Boissaux s’était attribué, aux yeux de sa femme, tout l’honneur de ce grand changement.

— Jamais de la vie les gens qui viennent dîner chez vous ne diront le soir, à leur retour à Paris : « Ce Boissaux possède un Voltaire dont la reliure ferait honneur à la bibliothèque de l’Anglais le plus riche. » Mais ils diront fort bien dans la saison des primeurs : « Les petits pois que nous avons eus aujourd’hui chez Boissaux étaient déjà bien formés et pleins de goût. »

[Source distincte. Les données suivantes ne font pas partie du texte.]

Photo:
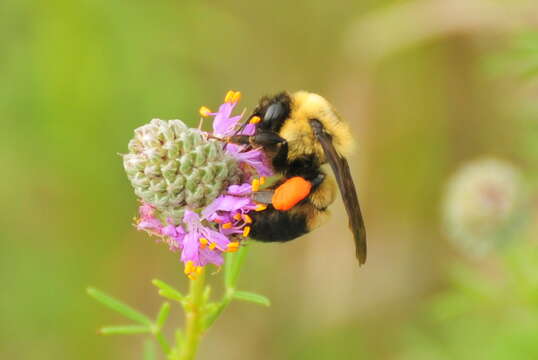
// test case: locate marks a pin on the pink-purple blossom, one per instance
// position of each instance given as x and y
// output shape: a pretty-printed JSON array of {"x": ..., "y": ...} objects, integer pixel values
[{"x": 204, "y": 235}]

Qui l’eût dit à Féder quelques mois auparavant, lorsque la voix forte de M. Boissaux lui faisait mal aux nerfs ? Dès onze heures du matin, il allait au lever de M. de Cussi, pour obtenir une audience d’un quart d’heure, et discuter avec ce grand artiste le menu d’un dîner que Boissaux devait donner trois jours après. Nous devons faire un aveu bien plus pénible : plusieurs fois Féder se leva à six heures du matin et courut à la halle, après avoir pris dans son cabriolet un cuisinier émérite, qui, sous sa direction, achetait pour les dîners de Viroflay ces plats que l’on peut dire uniques.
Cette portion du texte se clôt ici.